Hang went from studying marketing at 17 to becoming one of the most unique and controversial photographers in the world. He taught himself how to use a film camera, practicing on his friends and decided it was the right path he wanted to take in his life.
Hang was known for his provocative, sexual photos of Chinese subjects and their sexuality. Many of his photos display young, naked Chinese men and women, and spotlights queer representation. The motive behind Hang’s work is to expose an aspect of Chinese culture that is kept hidden: sex.

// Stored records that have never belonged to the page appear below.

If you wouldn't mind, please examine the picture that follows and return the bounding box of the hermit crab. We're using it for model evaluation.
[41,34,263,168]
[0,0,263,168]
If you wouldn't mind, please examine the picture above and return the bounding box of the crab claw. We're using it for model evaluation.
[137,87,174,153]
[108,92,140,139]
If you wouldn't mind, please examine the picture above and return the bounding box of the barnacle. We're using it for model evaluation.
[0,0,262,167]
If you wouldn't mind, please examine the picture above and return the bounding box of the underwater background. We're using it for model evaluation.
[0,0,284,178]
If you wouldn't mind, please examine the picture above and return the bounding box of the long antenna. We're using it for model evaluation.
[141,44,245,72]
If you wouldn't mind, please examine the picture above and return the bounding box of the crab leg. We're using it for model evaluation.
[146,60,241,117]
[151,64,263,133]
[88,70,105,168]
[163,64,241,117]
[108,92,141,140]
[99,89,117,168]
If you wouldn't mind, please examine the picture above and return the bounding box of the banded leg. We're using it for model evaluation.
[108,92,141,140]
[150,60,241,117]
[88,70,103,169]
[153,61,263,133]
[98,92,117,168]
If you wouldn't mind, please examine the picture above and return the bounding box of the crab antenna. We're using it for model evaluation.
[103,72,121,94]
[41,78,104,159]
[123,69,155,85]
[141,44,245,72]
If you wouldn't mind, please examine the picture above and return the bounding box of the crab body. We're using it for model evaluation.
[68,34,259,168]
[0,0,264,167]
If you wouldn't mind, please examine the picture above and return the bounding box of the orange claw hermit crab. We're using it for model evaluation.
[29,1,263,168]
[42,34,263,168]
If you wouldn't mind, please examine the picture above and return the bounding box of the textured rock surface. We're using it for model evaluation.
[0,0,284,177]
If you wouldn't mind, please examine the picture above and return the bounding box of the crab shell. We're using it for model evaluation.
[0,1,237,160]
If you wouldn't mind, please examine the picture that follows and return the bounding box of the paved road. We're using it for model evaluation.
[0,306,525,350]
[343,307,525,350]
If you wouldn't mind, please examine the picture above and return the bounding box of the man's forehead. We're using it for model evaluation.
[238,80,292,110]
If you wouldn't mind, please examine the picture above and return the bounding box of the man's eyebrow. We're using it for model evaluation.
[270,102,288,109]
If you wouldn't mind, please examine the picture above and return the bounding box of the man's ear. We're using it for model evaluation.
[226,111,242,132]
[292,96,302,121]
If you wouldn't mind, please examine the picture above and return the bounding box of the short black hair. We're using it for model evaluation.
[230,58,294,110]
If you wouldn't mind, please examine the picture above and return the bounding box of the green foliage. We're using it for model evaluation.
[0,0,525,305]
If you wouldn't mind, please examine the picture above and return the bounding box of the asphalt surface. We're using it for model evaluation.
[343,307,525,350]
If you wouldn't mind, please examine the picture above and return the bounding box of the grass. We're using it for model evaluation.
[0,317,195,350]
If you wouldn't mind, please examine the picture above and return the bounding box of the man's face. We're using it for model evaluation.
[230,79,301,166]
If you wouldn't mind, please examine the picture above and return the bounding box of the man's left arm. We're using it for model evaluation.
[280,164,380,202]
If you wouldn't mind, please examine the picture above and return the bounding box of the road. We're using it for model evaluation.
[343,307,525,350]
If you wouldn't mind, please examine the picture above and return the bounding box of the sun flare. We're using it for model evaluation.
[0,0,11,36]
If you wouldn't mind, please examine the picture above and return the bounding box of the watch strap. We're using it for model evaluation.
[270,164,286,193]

Sex is a taboo thing in China and is rarely ever talked about, let alone visually shown. Hang’s exhibits have been shut down due to his presentation of nude models and sexual innuendoes. He’s also been arrested several times, but it never stopped him from continuing to publish these nude and racy photos. He said in an interview with VICE, “The Art of Taboo,” the censorship in his own country drives him to take more photos.
He self-published multiple books, and they are available worldwide. For many photographers, his distinct work will become a collectors’ item.
Hang has also been praised for presenting images of human sexuality, including queer relationships. In regards to homosexuality, according to Wikipedia, in China, it did not become decriminalized until 1997, and in 2001, it was taken off a list of mental illness. According to Foreign Policy, still has no legislation protecting LGBTQ+ Chinese citizens from discrimination for their sexual orientation, however there are some internal consequences being put in place by business looking to rid of bullying.
Hang’s photography allows those within the LBGTQ+ community to feel accepted, and also draws attention these relationships that are still shunned upon. It also makes viewers think about how we should cherish our bodies more, not censor them. Although he wouldn’t agree, Hang will be remembered for pushing boundaries of queer representation and human sexuality in China. He said in an 2013 interview with Taschen editor Dian Hanson, his work was never meant to be political, it’s more about its visual impact.
“I don’t really view my work as taboo, because I don’t think so much in cultural context, or political context. I don’t intentionally push boundaries, I just do what I do.”